Solennel, le curieux quatuor s’avance vers la scène et s’empare du micro. « Olala, je les adore », dit à voix basse une jeune femme dans le public en tirant sur la manche de son amie. « Mes enfants chéris », commence sœur Garde-Cuisses, avant d’entamer sa « prière » :
« Que sainte Pouffe, patronne des couvents de France, sainte Sapho, patronne des filles qui aiment les filles, sainte Tapiola, patronne des garçons qui aiment les garçons, sainte Cyclette, patronne des bi, (…) sainte Rita, patronne des causes désespérées – et donc des hétéros – veillent sur vous avec amour, joie et paix. »
Samedi 3 décembre, les sœurs Garde-Cuisses, Youtopia, Minima et Maria-Sophia participent à un événement public organisé par l’association de lutte contre le VIH, Aides, à la Fabrique de la solidarité, dans le 2e arrondissement de Paris. Au programme : des tables rondes, un stand de prévention, une exposition d’archives sur l’épidémie de sida… mais aussi, pour clôturer la prise de parole d’élus et de représentants associatifs, une « bénédiction » des Sœurs de la perpétuelle indulgence.
« On ne sert à rien mais on est bonnes à tout ! », résume Youtopia en guise de présentation et avec l’humour (souvent grivois) qui caractérise les sœurs. Cornette blanche, chaussures compensées à semelle argentée, robe à sequins rouges et bas résille, colliers de perles en toc, visage peint en blanc, barbe de trois jours… Youtopia se prénomme en réalité Laurent. Depuis maintenant une douzaine d’années, ce graphiste de 48 ans fait partie de ce mouvement militant LGBT+ (lesbienne, gay, bi, trans…) qui mixe les codes de l’univers fantasque des drag-queens et l’imagerie ecclésiastique. Les missions des sœurs sont plurielles : écouter, apaiser, informer…, le tout, enrobé de beaucoup de rires.

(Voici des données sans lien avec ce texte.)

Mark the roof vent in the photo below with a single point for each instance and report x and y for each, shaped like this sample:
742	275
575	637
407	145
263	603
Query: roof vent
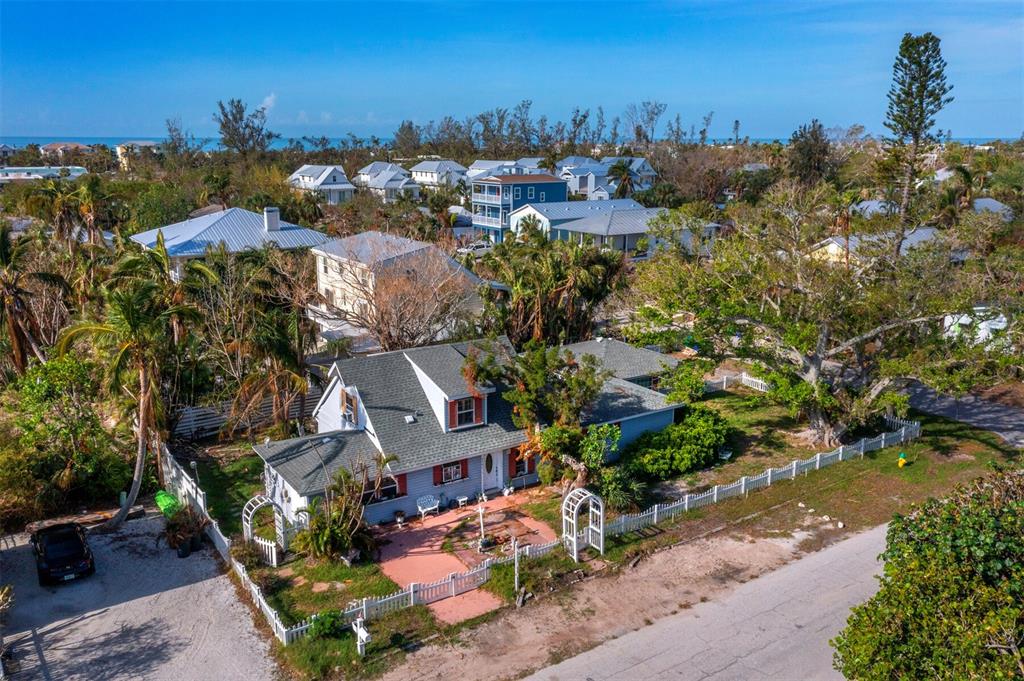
271	219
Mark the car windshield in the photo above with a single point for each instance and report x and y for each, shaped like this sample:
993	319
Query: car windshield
61	545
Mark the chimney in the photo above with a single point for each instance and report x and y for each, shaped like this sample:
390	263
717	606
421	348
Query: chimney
271	219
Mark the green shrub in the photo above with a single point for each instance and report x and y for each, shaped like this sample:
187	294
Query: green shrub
682	447
549	472
329	624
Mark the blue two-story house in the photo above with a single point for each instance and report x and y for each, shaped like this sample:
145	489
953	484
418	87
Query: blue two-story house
442	437
496	197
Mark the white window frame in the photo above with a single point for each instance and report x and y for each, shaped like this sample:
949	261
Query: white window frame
460	412
451	472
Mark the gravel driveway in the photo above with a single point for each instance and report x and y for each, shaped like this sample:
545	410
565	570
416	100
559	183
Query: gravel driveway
144	614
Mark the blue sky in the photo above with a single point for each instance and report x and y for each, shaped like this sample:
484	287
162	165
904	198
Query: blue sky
97	69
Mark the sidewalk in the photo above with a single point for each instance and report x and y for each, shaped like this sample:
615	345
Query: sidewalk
1007	422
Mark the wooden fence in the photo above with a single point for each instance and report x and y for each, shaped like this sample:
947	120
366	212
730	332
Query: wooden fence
199	422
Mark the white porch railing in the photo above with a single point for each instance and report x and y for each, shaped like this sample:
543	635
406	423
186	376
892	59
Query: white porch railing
487	221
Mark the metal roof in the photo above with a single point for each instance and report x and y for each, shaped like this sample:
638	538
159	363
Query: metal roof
614	222
573	210
624	360
237	228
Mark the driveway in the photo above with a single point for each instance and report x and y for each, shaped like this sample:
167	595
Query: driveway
144	614
1007	422
775	627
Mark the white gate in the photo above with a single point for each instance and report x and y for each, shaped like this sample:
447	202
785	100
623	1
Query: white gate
593	531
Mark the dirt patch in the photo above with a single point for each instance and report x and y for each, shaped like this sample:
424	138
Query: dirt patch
555	628
1010	393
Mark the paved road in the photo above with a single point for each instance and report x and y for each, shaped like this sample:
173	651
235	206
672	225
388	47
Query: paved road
144	614
1007	422
775	627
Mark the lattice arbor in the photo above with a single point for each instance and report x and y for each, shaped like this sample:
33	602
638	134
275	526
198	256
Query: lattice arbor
592	533
280	524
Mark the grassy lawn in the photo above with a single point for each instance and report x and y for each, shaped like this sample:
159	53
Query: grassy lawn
337	657
228	484
290	588
860	493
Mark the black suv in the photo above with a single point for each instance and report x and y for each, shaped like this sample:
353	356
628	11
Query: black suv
61	553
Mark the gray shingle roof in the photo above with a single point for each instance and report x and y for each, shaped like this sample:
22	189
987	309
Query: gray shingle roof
624	360
298	459
573	210
372	248
238	228
389	390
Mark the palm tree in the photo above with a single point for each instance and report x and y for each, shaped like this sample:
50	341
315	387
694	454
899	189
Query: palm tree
620	172
156	265
133	338
90	197
15	312
56	202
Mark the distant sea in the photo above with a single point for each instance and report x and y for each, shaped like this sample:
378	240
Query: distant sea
212	143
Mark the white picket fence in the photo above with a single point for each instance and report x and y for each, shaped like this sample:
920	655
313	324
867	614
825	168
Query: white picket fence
197	422
459	583
904	430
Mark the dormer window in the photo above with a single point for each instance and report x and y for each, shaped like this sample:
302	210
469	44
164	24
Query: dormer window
465	412
349	409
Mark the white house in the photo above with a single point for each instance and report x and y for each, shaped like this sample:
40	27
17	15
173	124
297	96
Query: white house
329	181
641	172
368	172
236	228
392	184
435	174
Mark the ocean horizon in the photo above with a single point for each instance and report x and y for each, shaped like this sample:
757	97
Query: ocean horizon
211	143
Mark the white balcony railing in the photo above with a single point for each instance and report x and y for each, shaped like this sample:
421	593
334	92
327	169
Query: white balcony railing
485	221
486	198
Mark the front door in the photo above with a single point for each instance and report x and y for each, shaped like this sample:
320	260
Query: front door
489	473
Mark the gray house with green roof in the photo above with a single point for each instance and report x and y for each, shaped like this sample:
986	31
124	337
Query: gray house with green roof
443	438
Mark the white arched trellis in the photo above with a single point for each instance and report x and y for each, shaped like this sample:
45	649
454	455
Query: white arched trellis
593	533
280	524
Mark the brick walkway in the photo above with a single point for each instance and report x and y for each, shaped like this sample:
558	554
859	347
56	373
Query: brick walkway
415	553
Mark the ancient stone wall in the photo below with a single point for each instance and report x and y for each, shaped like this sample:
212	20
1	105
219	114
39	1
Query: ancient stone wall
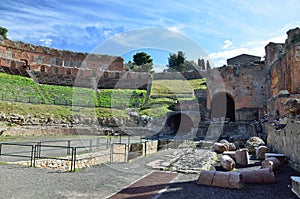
245	85
276	105
177	75
283	61
241	59
33	54
58	67
286	140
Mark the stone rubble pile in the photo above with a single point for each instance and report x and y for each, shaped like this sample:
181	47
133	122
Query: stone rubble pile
270	162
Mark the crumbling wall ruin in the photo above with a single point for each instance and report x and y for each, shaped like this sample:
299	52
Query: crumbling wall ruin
286	140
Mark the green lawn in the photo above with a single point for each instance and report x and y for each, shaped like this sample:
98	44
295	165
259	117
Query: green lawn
104	102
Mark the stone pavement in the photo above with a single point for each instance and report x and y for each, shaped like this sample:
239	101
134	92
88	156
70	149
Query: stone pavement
101	181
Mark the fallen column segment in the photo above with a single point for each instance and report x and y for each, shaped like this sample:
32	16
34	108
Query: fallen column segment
258	176
231	180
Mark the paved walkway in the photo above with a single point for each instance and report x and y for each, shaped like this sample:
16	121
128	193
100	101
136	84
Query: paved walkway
103	181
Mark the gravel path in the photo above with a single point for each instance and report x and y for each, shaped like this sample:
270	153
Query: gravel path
104	180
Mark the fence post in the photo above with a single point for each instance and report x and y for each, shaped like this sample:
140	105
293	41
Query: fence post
74	159
91	145
69	145
32	158
0	150
111	152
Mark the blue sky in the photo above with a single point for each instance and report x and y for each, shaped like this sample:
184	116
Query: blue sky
201	28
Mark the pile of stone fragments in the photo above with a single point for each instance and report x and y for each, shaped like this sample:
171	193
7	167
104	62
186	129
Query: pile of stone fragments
231	158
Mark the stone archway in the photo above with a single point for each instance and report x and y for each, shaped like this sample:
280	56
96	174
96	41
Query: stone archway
179	123
223	105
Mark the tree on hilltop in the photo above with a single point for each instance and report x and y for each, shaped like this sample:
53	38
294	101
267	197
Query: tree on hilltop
3	32
179	63
142	62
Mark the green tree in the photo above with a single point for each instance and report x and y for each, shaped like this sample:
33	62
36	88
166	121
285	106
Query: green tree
179	63
142	62
3	32
208	65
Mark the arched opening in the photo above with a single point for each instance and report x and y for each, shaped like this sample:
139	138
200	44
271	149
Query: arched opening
179	123
223	106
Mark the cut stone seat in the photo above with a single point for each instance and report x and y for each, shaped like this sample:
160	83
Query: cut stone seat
281	157
296	185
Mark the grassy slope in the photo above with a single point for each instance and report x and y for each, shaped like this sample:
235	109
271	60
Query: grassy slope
163	94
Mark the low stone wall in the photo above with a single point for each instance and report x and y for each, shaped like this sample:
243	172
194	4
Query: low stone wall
286	141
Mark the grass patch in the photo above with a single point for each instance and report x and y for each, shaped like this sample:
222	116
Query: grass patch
83	101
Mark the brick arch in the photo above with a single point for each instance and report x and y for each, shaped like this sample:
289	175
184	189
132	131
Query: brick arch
179	123
223	105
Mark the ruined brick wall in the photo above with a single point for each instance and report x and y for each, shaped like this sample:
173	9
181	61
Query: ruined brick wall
177	75
245	84
60	67
286	141
43	55
283	61
241	59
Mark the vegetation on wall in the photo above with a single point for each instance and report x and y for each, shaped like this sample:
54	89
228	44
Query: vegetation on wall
38	97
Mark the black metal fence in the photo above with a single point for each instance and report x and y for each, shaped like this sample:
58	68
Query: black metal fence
69	150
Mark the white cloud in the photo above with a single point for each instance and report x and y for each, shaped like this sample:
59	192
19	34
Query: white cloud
253	48
227	44
46	42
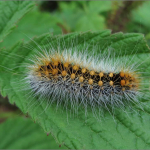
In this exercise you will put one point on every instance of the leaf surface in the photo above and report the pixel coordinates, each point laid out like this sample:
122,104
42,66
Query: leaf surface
10,13
119,131
22,133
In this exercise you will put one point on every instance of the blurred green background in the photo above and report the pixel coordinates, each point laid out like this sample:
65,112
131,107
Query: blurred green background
62,17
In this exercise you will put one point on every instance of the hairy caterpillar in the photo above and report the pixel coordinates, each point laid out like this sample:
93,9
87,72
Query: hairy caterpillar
75,77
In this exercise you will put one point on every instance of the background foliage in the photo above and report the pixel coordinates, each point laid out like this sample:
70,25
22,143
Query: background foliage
20,21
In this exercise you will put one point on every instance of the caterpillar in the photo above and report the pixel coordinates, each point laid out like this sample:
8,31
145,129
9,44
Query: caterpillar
76,77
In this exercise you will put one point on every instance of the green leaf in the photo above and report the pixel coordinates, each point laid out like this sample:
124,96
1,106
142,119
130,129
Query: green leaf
93,22
10,13
28,26
121,131
22,133
140,15
99,6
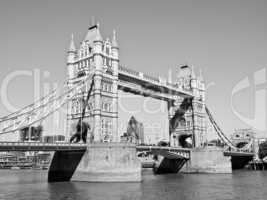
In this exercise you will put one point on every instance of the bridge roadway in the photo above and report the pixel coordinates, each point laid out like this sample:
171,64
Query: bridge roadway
40,146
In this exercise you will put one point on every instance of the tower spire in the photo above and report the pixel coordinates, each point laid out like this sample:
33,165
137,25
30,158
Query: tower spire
92,20
200,75
98,36
72,47
114,39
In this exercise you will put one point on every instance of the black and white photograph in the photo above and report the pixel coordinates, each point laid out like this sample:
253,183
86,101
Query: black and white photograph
133,100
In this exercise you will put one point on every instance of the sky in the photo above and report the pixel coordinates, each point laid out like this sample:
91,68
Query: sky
226,39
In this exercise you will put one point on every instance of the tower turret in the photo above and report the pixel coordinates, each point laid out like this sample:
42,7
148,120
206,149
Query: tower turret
115,53
71,59
98,43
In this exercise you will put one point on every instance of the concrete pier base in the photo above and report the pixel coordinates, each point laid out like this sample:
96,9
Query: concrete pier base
109,162
208,160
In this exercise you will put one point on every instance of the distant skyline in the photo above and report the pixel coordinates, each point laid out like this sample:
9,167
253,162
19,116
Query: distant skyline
226,39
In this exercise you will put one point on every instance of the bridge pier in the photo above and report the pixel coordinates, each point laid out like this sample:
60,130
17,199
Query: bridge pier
109,162
164,165
208,160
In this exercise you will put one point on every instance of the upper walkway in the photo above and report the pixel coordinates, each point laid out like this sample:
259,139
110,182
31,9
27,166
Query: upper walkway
147,85
40,146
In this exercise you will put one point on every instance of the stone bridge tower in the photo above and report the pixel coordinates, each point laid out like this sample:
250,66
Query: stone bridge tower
102,58
194,124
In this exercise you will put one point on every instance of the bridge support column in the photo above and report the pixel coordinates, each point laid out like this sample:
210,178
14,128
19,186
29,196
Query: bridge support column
109,162
97,106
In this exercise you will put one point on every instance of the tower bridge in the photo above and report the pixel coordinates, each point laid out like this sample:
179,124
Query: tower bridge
94,72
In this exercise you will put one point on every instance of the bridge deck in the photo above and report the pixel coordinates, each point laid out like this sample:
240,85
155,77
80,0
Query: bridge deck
39,146
237,153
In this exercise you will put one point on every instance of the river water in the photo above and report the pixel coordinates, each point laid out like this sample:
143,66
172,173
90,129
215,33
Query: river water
32,185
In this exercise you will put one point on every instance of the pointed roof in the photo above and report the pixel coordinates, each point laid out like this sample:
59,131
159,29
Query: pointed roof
72,47
93,34
193,75
114,39
200,75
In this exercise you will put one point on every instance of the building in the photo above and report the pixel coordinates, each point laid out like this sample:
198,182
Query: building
102,57
193,126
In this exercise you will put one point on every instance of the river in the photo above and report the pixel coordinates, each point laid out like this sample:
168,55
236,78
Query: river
32,185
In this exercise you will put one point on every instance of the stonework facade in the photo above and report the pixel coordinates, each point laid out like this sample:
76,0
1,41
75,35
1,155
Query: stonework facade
194,123
101,57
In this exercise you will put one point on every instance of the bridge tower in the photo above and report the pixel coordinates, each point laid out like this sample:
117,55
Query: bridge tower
101,57
194,124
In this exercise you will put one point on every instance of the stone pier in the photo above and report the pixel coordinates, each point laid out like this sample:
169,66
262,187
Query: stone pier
208,160
109,162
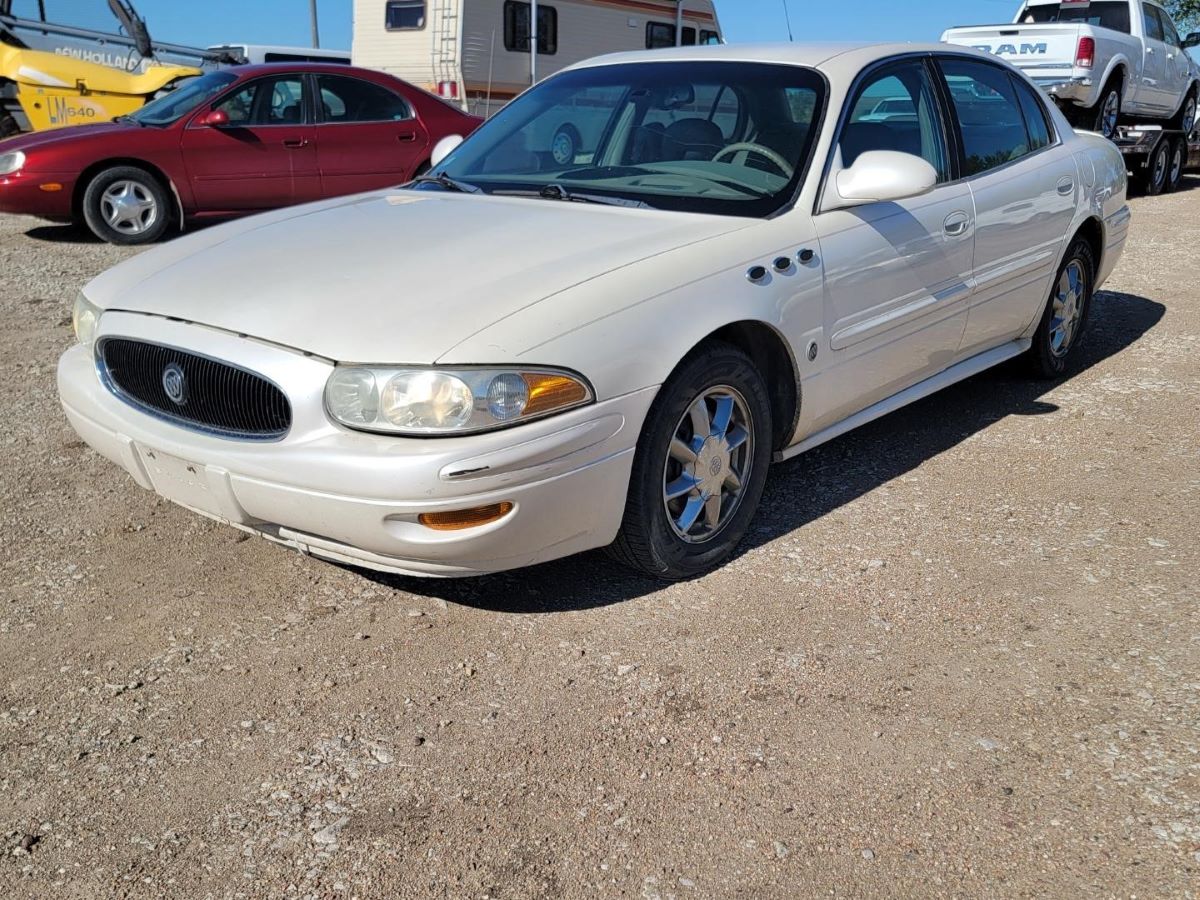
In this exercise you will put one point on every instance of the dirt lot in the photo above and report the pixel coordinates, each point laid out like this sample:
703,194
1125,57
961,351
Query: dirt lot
959,658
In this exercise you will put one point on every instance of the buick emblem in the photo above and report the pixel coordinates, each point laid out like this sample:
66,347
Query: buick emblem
174,384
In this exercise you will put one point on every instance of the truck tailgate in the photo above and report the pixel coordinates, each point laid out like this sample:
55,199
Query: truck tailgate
1030,47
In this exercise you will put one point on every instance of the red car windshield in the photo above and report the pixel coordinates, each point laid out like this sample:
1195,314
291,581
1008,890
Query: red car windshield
181,101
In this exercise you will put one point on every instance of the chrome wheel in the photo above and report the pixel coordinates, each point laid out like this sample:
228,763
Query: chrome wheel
1067,310
708,465
129,207
1109,114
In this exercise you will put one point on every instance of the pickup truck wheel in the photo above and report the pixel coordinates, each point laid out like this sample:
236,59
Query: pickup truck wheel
1061,330
126,205
700,467
1176,156
1107,113
1153,175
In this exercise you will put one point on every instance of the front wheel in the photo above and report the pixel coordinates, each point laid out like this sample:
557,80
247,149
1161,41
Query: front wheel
1061,330
126,205
700,468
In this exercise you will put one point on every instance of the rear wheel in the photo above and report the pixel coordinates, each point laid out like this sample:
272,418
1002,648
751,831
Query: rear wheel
1176,157
126,205
1152,178
700,468
1061,331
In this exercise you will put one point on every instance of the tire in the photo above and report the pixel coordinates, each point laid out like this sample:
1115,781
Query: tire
1177,156
654,535
1152,178
1055,351
127,205
1105,115
1186,118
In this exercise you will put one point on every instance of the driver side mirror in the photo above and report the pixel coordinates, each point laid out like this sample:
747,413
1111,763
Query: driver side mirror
214,119
444,148
881,175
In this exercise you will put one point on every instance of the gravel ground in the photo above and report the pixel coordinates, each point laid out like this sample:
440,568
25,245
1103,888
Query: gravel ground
959,658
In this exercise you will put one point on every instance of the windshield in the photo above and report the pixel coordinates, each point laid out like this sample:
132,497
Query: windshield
1103,15
174,106
730,138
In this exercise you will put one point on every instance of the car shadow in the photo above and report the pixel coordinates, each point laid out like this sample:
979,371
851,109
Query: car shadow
816,483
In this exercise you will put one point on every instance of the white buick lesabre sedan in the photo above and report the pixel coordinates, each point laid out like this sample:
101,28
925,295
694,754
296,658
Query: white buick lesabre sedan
529,353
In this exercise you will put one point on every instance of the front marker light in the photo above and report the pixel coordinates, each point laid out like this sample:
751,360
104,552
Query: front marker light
432,402
11,162
84,318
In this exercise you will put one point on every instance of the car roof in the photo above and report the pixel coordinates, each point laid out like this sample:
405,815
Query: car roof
835,58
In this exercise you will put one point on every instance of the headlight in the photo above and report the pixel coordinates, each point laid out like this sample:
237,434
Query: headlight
85,317
462,401
11,162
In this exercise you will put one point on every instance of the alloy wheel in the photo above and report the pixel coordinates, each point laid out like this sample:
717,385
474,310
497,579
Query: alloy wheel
129,207
708,465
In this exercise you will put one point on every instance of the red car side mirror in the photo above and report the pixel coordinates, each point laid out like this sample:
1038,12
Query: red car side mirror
214,119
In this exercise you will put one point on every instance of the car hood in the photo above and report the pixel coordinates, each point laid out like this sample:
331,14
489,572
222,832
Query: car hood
399,276
58,137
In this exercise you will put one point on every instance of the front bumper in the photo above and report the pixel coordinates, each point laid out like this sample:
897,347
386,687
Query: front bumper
353,497
25,193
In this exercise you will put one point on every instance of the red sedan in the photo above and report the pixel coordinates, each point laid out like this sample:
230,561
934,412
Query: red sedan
228,143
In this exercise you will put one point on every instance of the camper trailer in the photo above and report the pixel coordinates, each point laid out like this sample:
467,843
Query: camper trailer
477,52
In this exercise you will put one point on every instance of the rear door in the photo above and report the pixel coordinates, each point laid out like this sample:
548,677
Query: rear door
1156,88
263,159
367,136
1026,190
898,274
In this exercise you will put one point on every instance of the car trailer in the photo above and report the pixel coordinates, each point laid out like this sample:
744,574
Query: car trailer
1157,157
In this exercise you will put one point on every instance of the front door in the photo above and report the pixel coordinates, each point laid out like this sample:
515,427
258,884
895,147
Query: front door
367,136
263,159
1026,190
898,274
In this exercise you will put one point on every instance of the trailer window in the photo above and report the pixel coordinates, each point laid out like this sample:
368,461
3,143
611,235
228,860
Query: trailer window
661,34
1109,13
405,15
516,28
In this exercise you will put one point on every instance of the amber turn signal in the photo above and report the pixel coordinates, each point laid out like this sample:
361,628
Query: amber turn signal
551,391
461,519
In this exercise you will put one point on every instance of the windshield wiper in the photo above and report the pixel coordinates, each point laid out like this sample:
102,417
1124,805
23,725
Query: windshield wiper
450,184
557,192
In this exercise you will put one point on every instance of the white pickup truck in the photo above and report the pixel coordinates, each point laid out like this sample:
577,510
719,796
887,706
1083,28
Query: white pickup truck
1101,61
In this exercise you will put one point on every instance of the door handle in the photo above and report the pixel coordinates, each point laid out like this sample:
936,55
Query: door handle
957,225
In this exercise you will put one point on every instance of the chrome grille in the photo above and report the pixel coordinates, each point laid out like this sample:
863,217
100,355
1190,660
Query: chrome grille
193,390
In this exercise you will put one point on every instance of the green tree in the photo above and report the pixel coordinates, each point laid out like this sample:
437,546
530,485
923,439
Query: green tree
1186,13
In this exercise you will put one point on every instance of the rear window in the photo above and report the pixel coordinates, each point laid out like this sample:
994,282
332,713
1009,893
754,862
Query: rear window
1103,15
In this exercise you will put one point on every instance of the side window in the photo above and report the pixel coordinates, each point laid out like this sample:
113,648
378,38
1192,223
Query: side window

« Que ces saintes illuminent vos strings, slips, culottes et caleçons jusqu’au bout de la nuit et pour les siècles des siècles. Amen, awomen et ainsi sois-toi », poursuit sur scène Garde-Cuisses, entourée de ses trois acolytes.
« Expier la honte »
Le mouvement est né à San Francisco (Californie), en 1979. Un jour, quatre amis homos décident de sortir habillés en nonnes dans Le Castro, le quartier gay de la ville. Le succès est immédiat. Garçons et filles accourent auprès de ces drôles de personnages et commencent, mi-sérieux mi-amusés, à se « confesser ». Immédiatement, il apparaît évident que les membres de la communauté ont besoin d’oreilles bienveillantes. A l’époque, l’homophobie est encore très prégnante – l’Association américaine de psychiatrie n’a rayé l’homosexualité de sa liste des maladies mentales que depuis six ans, en 1973. Le premier « couvent » est fondé, qui repose alors sur deux vœux : promulguer la joie omniverselle et expier la honte et la culpabilité stigmatisantes. Le concept plaît et essaime : aujourd’hui, il existe une centaine de « couvents » à travers le monde.